Postdoctoral Fellow Yale University New Haven, Connecticut, United States
Disclosure(s):
Keyla Sa, PhD: No financial relationships to disclose
Introduction/Rationale: Acute SARS-CoV-2 infection triggers the de novo production of diverse and functional autoantibodies (AABs), even after mild illness. Previous studies have shown that autoantibodies remain persistently elevated in a subset of individuals with Long COVID (LC). However, it is still unclear whether these autoantibodies drive pathogenesis of LC
Methods: Using a human protein array with over 21,000 proteins and an antibody pull-down of autoantigens followed by mass spectrometry, we identified a broad range of AAB targets among individuals with LC that correlated with their symptom profiles. In order to evaluate if those autoantibodies were pathogenic, we developed a passive transfer mouse model by injecting total IgG in mice and performing a battery of behavior analysis.

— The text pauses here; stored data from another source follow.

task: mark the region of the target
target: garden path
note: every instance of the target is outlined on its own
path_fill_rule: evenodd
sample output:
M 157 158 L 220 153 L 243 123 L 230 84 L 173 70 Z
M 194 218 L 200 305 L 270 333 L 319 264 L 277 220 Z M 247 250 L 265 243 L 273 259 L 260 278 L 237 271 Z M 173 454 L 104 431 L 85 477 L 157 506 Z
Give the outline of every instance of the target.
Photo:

Results: We found increased AABs against proteins in the central and peripheral nervous systems, as well as peripheral tissues, in individuals with LC displaying neurocognitive and neurological symptoms. Purified immunoglobulin G (IgG) samples from these individuals reacted with tissue sections of human locus coeruleus, thalamus, adrenal gland, thyroid, and showed cross-reactivity with mouse sciatic nerve and meninges. Autoantibody levels reactive to CNS antigens were linked to symptoms such as headaches and loss of taste and smell. Passive transfer of IgG from patients to naïve mice caused increased fatigue-like behavior and thermal hyperalgesia, aligning with patients’ reports of chronic pain. Similarly, loss of balance and coordination in the rotarod test in mice injected with IgG matched with patient-reported dizziness. Moreover, transfer of purified IgG from patients with chronic pain caused damage to small peripheral nerve fibers and increased neuronal activity in pain-related brain regions in mice.
Conclusion: Our findings demonstrate that transferring IgG from LC patients into mice can reproduce certain neurological symptoms, suggesting that targeting AABs might offer therapeutic benefits for this subgroup of LC.